Crucially, Configuration B does not exempt the favoured client from the system-health metric — it just sets that client's dice-roll rejection to zero. If the metric goes above threshold, every client is still rejected by the metric gate.

"It's important to highlight that both clients still play by the rules: none is given permission to act if the database has unhealthy metrics."

This is the essential difference from exemption: exemption ignores the metric; de-prioritisation-of-others respects it.

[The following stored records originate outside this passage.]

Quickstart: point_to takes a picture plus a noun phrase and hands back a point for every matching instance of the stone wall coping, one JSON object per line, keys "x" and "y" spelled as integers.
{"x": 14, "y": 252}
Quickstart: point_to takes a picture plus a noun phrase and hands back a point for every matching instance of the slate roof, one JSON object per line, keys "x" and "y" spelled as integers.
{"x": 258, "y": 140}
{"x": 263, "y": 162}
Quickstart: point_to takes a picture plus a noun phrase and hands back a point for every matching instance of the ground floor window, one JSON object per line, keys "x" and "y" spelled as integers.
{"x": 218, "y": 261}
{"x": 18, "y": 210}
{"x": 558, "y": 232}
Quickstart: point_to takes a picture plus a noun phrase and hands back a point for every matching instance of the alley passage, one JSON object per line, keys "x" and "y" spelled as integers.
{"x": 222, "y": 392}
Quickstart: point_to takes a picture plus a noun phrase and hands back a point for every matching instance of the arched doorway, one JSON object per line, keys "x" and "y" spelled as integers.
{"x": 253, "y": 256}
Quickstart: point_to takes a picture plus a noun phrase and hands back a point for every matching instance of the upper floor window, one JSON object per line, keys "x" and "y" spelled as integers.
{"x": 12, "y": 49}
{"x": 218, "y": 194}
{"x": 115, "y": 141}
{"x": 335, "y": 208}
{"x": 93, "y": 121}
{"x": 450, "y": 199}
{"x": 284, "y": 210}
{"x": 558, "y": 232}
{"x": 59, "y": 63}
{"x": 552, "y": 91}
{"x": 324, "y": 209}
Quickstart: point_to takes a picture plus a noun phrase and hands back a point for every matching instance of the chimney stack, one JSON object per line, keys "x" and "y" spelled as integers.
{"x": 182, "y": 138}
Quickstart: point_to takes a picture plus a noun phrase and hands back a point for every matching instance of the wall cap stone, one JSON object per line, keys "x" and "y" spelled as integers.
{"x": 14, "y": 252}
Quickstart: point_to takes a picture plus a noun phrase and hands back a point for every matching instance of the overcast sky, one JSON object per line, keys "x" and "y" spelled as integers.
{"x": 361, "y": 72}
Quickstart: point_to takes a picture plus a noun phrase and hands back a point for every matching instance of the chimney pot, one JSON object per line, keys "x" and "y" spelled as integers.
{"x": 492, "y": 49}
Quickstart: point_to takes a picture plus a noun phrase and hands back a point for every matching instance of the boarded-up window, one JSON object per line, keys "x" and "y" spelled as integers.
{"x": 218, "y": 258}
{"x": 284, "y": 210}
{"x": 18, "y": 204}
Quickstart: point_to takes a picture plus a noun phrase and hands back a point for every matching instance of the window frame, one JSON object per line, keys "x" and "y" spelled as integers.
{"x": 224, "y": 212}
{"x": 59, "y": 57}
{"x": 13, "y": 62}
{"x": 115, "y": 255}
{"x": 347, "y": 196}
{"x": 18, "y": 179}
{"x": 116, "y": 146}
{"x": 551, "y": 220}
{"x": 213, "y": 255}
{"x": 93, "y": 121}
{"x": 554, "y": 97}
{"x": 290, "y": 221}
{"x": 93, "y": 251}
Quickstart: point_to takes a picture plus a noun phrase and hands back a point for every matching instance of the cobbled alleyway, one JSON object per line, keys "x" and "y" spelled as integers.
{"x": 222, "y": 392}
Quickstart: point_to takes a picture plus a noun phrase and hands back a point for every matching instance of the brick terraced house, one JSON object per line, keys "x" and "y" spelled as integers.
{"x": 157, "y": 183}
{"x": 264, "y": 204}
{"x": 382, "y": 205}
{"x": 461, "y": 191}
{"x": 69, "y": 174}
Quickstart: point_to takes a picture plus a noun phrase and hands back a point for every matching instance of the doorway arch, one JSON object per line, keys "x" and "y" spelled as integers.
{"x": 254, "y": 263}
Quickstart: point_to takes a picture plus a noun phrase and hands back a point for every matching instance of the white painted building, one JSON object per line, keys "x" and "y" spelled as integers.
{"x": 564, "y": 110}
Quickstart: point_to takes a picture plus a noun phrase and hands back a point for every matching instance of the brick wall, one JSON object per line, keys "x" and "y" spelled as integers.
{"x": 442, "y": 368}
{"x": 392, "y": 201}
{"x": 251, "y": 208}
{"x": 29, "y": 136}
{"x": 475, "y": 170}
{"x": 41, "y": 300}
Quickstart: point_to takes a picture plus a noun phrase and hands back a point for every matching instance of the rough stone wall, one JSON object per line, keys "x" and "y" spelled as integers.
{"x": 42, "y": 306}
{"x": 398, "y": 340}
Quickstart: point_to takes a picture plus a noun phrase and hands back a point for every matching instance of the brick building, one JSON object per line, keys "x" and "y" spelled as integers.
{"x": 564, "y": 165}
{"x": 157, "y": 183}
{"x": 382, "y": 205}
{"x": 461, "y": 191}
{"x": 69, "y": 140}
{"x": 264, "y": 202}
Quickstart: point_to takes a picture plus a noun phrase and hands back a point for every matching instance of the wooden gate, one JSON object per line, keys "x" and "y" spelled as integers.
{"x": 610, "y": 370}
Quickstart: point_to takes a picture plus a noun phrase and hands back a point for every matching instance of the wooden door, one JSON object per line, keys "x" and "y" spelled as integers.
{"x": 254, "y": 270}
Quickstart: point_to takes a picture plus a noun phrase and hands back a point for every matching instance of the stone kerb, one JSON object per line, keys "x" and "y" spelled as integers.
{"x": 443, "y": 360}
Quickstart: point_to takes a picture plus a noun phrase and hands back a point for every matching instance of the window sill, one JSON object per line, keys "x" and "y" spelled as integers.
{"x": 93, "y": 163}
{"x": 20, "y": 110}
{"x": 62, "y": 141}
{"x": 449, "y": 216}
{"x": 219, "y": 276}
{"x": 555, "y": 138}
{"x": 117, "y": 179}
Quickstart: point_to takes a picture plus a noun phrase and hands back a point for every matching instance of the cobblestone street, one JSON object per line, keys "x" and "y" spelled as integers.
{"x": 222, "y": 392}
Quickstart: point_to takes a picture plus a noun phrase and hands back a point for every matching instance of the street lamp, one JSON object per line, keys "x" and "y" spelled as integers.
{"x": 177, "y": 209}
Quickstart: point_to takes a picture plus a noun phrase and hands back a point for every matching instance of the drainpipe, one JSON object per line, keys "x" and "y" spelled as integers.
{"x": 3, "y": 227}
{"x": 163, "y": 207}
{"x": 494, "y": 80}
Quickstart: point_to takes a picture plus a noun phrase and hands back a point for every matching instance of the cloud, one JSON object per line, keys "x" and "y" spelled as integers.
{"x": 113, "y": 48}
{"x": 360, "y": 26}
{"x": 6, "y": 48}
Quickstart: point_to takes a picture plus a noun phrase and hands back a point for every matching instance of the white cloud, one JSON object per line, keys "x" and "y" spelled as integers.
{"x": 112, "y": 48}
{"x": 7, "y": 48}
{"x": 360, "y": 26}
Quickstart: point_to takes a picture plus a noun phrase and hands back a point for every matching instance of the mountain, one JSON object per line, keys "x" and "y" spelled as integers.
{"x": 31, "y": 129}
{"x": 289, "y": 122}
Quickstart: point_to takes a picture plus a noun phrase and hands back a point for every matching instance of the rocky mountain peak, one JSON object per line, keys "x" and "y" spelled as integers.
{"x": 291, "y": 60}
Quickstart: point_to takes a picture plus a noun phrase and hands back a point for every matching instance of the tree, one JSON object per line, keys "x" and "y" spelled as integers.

Worked example — incident response

Running incident: write-path issue; the fix is a one-off DML that must run. Steady-state workload is 10 ETL jobs + 3 reporting jobs + the normal online-DDL queue.

Configure:

rejection_ratio[default]                = 0.95
rejection_ratio[incident-fix-a4b2]       = 0.0
  • The incident fix checks → dice passes (ratio 0) → metric check passes if healthy → proceed.
  • Every other client: 95% dice rejection → back off → retry. The 5% that do consult metrics still block if the metric is above threshold.

The incident fix effectively monopolises throughput, but the throttler is still guarding the database.

When the incident resolves, drop the global ratio back (or let it expire under patterns/time-bounded-throttler-rule).

Compositions

Seen in

  • sources/2026-04-21-planetscale-anatomy-of-a-throttler-part-3 — canonical wiki introduction. Shlomi Noach names this as a separate configuration shape from the per-client ratio pattern, with the explicit "safe way to prioritize one client over others is to de-prioritize all other clients" framing.